Ultimately, crime statistics can be confusing and misleading. A major challenge to better understanding how delayed police responses may affect reported crime figures is that national police response times are not formally collected and disseminated. Less than half of crimes that occur are reported to police, and long response times are a likely contributing factor to this trend of underreporting.

Footnotes

  1. The Calls for Service database includes nearly all actions formally taken by police officers. This includes responding to 911 calls but also actions initiated by the officers themselves, such as traffic stops or observing a suspicious person’s behavior.
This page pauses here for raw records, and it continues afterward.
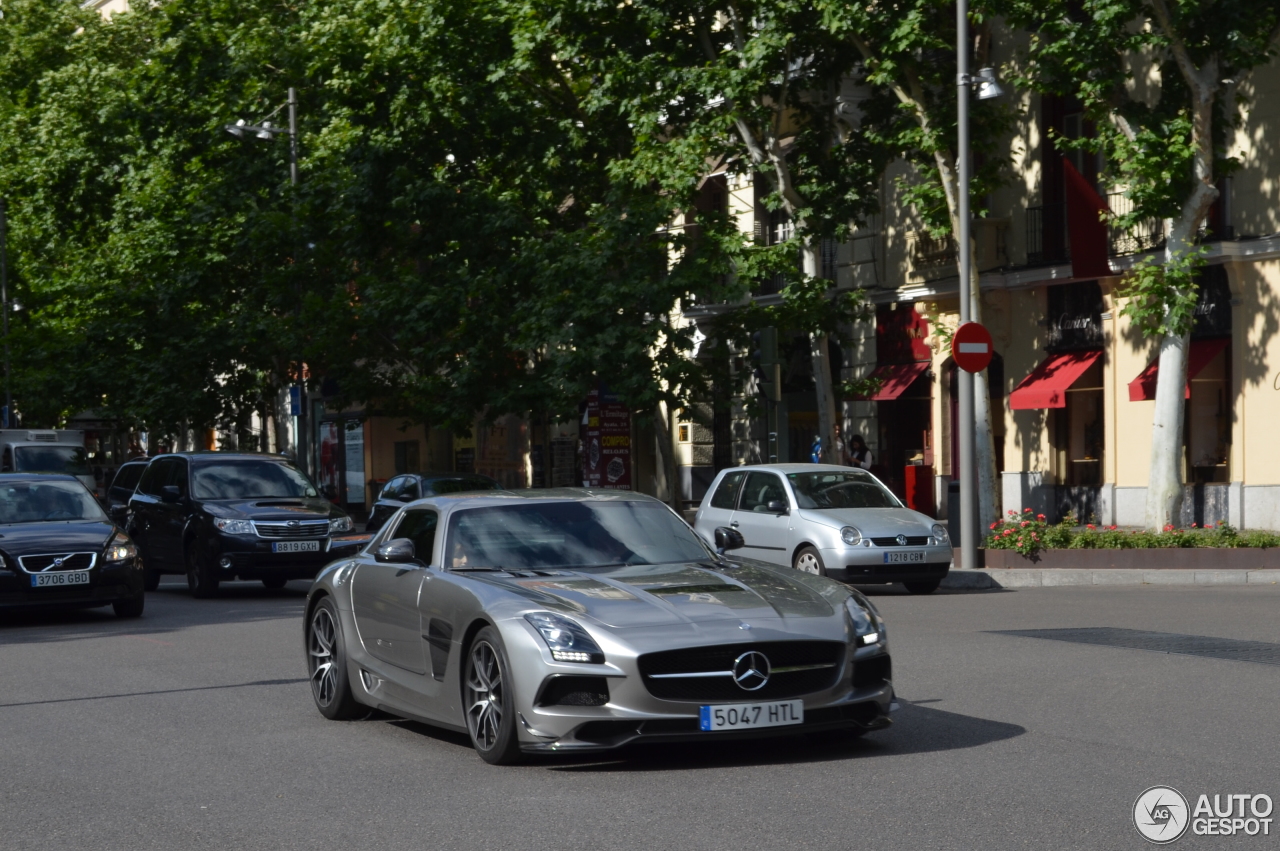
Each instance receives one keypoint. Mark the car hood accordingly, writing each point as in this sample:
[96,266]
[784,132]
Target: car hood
[668,594]
[55,536]
[873,522]
[273,508]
Calls for Service are not the same as formal crime counts, but the number of these calls for certain types of crimes is strongly correlated with the number of those crimes that ultimately show up in the crime statistics.

  2. For this article, “response times” are defined as the amount of time that elapses between when the 911 dispatcher is notified of an incident and when an officer arrives at the scene. In instances where an officer’s arrival time was not available (10 to 20 percent of calls), time of dispatch was used instead. The dispatch time is the moment that an officer is assigned to respond to an incident but does not include the amount of time it takes the officer to travel to the scene. Since using the dispatch time rather than the arrival time necessarily results in a shorter total response time, this method slightly underestimates total response times.

  3. For New Orleans and Cincinnati, I used Calls for Service data for all of 2016, and for Detroit, I used data for Jan. 1, 2016, through Sept. 20, 2016. Detroit’s publicly available Calls for Service database does not contain disposition data for calls placed after Sept. 20, so it is not usable for this purpose.

  4. Full disclosure: I do some consulting work on behalf of the Police Foundation promoting the Police Data Initiative, where these data sets are catalogued.

  5. Some cities use different names for the same dispositions, but this analysis relies on comparing incidents where no evidence of a crime was found against all other incidents, regardless of disposition. “Unfounded” in this article therefore also includes the determinations “gone on arrival” in New Orleans; “NCF” (no complainant found) or “no problem found” in Detroit; and “gone on arrival,” “nothing to report,” “unable to locate” or “no violation” in Cincinnati.

  6. For this analysis, I removed any incident that lacked either a disposition or a measurable response time. Often calls that don’t include a measurable response time are a result of a 911 call being canceled or the call being revealed to be duplicate report of an incident that’s already in the system.

  7. Cincinnati’s manpower was down only 3 percent from 2008 to 2016.

  8. Cincinnati allowed online reporting throughout 2016. New Orleans recently launched a similar program, although it is too new for reports filed that way to appear in the 2016 data used here. Detroit does not appear to use any such system.

Jeff Asher is based in New Orleans and used to work for the city as a crime analyst. He currently does crime analysis for the Jefferson Parish Sheriff’s Office and runs the NOLA Crime News data analysis blog.